Thank you for once again sharing yourself and your life experience. This was so raw, terrible and beautiful. How do we hold all the awfulness that humanity can be and keep trying to do better?
I sometimes wonder if much of the reason we get stuck in power over is that our brains have not evolved enough from fight or flight to be able to value and trust how connection and community are what truly give us the ability to live in peace and joy.
Please don’t ever stop writing Alice. We need your words, your stories and your ability to articulate them in a way that opens our minds and hearts to possibilities.
Thank you so much for your beautiful comment, San. I can’t tell you how much it means to me to have you tell me these things.
You are truly one of my favorite people and I very much look forward to the next time we can do magick together.
When i was living outside, I got very tuned in to the anxiety that goes along with homeless and otherwise marginalized people looking down at the ground when walking through town. I understand that there are cultural norms that are different, but i can sense generally sense the difference when people are avoiding eye contact out of fear, rather than as respecting boundaries. Where i am today, it feels like people are scared. I’m not sure what to do with that observation.
I think those of us who have been out there have an advantage regarding attunement and empathy. I’ve been thinking of this is relation to people who spend their time cuttingpeople down online. I really think they could benefit from getting out and engaging face to face with hunanity.

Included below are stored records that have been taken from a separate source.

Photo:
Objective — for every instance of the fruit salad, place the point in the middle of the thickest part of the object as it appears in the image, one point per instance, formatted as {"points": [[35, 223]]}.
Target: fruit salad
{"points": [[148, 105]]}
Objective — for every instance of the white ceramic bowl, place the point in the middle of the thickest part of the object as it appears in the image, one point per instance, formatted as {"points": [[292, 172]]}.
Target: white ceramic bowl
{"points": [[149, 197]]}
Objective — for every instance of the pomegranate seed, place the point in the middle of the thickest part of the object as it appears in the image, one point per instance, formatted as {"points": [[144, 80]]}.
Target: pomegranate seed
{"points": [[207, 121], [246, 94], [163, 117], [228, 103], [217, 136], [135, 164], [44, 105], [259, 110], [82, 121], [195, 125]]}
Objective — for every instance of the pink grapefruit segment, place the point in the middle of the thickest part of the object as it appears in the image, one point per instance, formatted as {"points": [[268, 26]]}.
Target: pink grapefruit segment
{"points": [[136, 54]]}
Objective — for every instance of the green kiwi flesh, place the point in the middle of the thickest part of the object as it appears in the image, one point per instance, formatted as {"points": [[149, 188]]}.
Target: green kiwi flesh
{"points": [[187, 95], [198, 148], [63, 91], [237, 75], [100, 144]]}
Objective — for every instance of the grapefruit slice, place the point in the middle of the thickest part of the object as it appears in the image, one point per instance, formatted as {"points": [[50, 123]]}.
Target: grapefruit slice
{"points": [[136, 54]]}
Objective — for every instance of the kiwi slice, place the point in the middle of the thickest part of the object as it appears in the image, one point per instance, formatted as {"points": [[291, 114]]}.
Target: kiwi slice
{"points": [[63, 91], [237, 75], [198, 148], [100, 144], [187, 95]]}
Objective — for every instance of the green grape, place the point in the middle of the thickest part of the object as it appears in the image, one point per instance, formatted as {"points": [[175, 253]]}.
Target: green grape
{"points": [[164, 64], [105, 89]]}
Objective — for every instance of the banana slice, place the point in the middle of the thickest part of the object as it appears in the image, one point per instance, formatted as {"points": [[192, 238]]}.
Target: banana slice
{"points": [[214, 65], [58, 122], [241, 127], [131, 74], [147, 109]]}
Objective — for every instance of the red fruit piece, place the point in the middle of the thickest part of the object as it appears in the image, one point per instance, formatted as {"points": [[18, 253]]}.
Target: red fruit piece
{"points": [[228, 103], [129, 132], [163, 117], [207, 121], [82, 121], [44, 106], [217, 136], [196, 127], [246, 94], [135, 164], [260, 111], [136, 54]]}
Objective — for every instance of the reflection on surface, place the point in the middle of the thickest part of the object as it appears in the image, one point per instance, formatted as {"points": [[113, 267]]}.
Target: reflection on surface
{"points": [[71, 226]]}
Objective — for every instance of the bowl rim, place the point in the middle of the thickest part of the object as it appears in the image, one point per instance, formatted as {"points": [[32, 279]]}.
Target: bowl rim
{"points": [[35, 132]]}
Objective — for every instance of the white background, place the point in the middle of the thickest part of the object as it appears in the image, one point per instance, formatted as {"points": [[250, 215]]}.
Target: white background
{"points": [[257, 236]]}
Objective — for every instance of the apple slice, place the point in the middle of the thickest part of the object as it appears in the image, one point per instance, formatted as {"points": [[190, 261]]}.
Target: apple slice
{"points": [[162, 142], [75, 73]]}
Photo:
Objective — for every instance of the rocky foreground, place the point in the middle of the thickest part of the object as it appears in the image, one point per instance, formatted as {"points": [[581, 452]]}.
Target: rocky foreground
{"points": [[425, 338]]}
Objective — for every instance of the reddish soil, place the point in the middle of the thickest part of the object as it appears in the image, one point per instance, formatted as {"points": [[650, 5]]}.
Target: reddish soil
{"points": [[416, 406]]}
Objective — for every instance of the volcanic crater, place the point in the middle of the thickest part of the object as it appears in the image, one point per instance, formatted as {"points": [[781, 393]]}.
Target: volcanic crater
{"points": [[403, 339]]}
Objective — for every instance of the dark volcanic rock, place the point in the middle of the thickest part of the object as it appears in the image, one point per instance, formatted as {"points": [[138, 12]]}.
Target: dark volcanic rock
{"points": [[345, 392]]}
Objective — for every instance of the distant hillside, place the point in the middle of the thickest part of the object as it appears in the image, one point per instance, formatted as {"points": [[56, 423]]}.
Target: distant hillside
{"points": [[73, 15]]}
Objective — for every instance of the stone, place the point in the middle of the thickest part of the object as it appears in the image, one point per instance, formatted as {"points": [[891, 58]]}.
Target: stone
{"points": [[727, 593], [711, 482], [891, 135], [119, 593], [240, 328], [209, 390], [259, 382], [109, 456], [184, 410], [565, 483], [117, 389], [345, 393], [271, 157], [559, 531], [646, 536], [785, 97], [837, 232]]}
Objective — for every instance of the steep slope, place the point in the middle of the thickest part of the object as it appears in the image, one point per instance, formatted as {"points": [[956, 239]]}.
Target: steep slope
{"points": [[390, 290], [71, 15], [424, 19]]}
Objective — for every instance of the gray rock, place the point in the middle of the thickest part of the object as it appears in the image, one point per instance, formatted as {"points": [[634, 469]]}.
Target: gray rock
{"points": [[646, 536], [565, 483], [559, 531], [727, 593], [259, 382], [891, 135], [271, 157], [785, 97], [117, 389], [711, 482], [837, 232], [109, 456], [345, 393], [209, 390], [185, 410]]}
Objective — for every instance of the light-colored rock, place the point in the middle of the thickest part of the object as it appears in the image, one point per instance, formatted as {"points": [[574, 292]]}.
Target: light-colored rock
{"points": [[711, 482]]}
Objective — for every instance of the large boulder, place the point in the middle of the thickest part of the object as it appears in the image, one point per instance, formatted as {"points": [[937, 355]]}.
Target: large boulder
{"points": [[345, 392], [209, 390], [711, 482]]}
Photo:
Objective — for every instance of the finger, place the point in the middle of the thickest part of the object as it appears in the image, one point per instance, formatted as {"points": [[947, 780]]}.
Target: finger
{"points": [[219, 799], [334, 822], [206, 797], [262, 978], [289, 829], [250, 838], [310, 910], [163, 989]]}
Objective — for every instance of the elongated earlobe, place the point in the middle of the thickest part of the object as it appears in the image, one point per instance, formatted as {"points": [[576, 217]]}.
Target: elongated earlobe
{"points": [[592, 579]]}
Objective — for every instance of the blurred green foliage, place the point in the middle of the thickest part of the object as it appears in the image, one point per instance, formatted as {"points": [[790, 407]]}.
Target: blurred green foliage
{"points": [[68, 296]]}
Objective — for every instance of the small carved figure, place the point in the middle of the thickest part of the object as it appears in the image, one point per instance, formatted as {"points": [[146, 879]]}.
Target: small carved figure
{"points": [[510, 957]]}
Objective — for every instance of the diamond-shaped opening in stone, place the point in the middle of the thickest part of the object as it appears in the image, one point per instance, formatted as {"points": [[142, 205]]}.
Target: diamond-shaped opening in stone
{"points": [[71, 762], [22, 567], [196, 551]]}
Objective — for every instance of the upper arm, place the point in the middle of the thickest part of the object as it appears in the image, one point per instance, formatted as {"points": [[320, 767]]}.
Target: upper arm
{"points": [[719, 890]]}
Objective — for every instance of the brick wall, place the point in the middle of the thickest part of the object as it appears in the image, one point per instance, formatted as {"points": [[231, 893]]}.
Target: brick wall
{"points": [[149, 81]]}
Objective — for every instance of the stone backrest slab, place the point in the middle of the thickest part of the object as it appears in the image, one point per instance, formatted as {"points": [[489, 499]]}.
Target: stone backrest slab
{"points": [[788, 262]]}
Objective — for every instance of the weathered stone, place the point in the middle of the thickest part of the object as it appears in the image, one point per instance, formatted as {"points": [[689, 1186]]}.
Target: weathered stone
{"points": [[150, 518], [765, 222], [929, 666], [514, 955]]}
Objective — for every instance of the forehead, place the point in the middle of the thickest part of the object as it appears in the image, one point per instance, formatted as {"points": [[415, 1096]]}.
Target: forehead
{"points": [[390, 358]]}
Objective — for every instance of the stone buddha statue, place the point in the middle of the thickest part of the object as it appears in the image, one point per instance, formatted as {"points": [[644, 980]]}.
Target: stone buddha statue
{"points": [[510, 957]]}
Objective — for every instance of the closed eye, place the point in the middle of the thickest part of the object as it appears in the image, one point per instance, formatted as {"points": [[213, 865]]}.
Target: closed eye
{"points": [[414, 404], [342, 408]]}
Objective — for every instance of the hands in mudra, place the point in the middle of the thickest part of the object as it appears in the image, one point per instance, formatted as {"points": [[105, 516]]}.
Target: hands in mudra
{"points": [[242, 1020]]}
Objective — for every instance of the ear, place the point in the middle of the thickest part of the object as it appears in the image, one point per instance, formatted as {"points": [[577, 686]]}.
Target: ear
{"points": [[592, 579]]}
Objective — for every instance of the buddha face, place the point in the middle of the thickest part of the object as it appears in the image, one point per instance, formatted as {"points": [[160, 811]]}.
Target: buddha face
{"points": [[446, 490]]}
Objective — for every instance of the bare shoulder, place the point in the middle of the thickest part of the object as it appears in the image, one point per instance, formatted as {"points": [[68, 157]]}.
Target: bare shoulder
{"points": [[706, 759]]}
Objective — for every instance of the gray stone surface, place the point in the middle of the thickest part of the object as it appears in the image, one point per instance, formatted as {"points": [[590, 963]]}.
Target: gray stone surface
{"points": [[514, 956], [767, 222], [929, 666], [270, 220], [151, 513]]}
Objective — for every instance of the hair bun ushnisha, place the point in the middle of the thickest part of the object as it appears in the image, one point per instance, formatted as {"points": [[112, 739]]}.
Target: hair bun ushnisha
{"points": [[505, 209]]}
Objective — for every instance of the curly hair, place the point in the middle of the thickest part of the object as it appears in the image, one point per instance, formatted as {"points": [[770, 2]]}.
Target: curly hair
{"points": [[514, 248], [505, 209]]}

So, yeh, stop people, look around, everybody look what’s going down. We gotta unplug sometimes to really connect, and when we don’t take the time to do that, we end up feeding the demons that thrive on alienation and isolation.
Connection is what we need. Compassion, empathy, uncertainty, confusion, faith… we need to share the mess.
Heheh. Anyway, thanks again. Peace.
Thank you for reading, Kevin. I’m glad it spoke to you.